Social service agencies in the Washington area have been swamped in recent weeks by applicants seeking help with their paperwork. "People have arrived in
massive numbers, and they continue coming. We had to hire two additional people to help us," said Gustavo Torres, director of Casa de Maryland, which has offices
in Silver Spring, Takoma Park and Germantown.

Under the program, known as Temporary Protected Status, Salvadorans who have been in the United States since Feb. 13, the date of the second earthquake, can
apply for work permits lasting until September 2002.

The Salvadoran government estimates that a quarter-million immigrants may eventually apply, about 15 percent of them from the Washington area, which has the
nation's second-biggest Salvadoran community.

The flood of applicants reflects the large number of Salvadorans who have poured into the United States, many undocumented, in the decade since the benefit was
extended to Salvadoran immigrants who fled during the 1980-92 civil war. Census figures released yesterday show 11,741 people of Salvadoran ancestry in the
District, an increase of about 10 percent in a decade. Figures for the rest of the Washington area are not yet available.

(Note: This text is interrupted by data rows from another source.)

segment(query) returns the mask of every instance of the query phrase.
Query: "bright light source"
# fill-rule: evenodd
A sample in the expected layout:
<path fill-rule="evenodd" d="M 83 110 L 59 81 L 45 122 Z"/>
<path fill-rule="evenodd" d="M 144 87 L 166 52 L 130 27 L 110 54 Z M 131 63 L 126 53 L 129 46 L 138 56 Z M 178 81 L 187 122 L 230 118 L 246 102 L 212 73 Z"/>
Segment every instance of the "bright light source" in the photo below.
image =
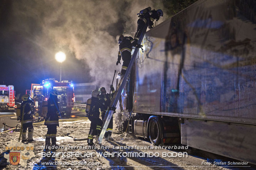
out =
<path fill-rule="evenodd" d="M 58 62 L 62 63 L 66 59 L 66 54 L 63 52 L 58 52 L 55 54 L 55 59 Z"/>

The high turnout for the work-permit program also reflects how the growing population of immigrants is prompting a new form of cross-border politics.

Embassy officials estimated that the Salvadoran immigrants would send nearly $2 billion back to their country this year, the equivalent of 13 percent of El Salvador's
domestic output. "The government has realized that getting [some kind of] legalization for undocumented people helps the Salvadoran economy," Torres said.

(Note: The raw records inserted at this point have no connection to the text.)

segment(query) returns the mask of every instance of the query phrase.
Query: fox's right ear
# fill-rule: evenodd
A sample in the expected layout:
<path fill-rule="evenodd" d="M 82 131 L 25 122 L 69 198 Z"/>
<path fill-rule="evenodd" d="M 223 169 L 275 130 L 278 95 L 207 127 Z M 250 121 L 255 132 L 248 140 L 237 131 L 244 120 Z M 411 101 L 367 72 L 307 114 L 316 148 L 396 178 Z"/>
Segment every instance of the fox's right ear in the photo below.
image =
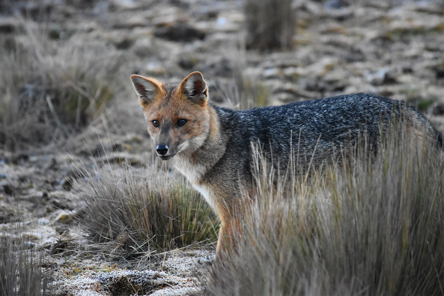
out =
<path fill-rule="evenodd" d="M 156 95 L 162 89 L 159 82 L 153 78 L 134 75 L 131 75 L 131 80 L 142 105 L 152 103 Z"/>

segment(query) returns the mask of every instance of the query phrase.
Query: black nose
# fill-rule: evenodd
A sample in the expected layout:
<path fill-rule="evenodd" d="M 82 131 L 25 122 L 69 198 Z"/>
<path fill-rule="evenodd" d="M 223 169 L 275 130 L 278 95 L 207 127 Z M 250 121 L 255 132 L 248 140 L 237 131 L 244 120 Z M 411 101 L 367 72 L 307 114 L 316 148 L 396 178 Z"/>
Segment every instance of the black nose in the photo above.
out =
<path fill-rule="evenodd" d="M 168 145 L 158 145 L 156 151 L 161 155 L 165 155 L 168 152 Z"/>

To urge its expatriate citizens to take advantage of the new work-permit program, the Salvadoran government has launched a media blitz in the United States. It set
up a toll-free hot line, met with community groups and distributed 300,000 Spanish-language guides -- complete with comic-book illustrations for those with little
education -- to explain the U.S. program. Back home, the government has urged Salvadorans to spread the word to relatives in the United States.

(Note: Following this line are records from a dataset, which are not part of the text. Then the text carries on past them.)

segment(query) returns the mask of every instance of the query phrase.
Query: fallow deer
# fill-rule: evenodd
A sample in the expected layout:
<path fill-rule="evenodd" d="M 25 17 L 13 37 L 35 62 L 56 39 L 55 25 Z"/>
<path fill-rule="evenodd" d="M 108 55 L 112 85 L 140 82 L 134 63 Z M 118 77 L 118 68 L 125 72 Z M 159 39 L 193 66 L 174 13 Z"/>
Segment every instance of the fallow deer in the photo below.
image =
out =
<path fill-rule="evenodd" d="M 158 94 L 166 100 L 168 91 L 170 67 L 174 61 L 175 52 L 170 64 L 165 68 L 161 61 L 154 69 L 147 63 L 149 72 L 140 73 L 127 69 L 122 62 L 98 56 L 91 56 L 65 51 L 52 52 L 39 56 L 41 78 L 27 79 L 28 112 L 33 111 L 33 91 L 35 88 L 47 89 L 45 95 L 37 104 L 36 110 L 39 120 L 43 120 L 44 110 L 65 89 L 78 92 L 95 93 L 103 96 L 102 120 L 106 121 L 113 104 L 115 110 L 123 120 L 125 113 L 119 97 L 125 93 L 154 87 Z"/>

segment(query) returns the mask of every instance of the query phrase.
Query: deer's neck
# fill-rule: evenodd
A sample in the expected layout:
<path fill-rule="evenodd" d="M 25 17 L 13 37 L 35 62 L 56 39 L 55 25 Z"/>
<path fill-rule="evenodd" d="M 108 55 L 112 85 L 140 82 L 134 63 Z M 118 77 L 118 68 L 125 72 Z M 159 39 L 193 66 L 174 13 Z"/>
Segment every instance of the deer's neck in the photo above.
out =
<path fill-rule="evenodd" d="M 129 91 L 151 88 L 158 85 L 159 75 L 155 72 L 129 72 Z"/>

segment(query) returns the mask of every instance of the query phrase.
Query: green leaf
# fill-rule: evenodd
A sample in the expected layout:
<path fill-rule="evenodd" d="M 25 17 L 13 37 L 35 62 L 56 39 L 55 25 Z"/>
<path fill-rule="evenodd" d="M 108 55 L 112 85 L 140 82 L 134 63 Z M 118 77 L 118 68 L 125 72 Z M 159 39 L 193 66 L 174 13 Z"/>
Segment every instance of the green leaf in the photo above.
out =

Several immigrants who were applying this week through Carecen, a social service agency in Columbia Heights, agreed that the work program would make a big
difference in the lives of their families, both here and in El Salvador.

David Martinez, 35, a husky Salvadoran with long hair cascading over a faded T-shirt, plays guitar at birthdays and baptisms in the Washington area. But since
sneaking over the U.S. border eight years ago, he hasn't been able to apply for a steadier job.

"This is the beginning of living well in this country," Martinez said. The work permit, he said, will enable him to get a better-paying construction job.

For Yanira Cortes, 23, now employed as a babysitter, the work document is a symbol of everything she longed for when she sneaked across the U.S. border a year
ago to come to Washington, leaving behind her 5- and 7-year-old daughters.

"We hope to have something for ourselves, a house, and to give the kids a better education than we had," said the curly-haired Cortes, who only finished eighth grade
and hopes to eventually send for her children.

The temporary protection program, in fact, isn't aimed at addressing such long-term goals. But the U.S. government has often renewed such permits, which have also
been granted at various times to immigrants from other countries suffering war or natural disaster.

Many of the Salvadorans who applied for the special benefit in 1991 are now becoming permanent legal residents, after a decade in which they won extension after
extension of their work permits.

Such a pattern worries advocates of tighter immigration controls.

"There's nothing as permanent as a temporary refugee," says Mark Krikorian, executive director of the Center for Immigration Studies. "Once people have been
allowed to remain in the country for a very long time, they put down roots, their children grow up, and it becomes increasingly difficult to send them back. So we
need to understand at the outset that a grant of temporary protection is almost certainly likely to turn into permanent immigration."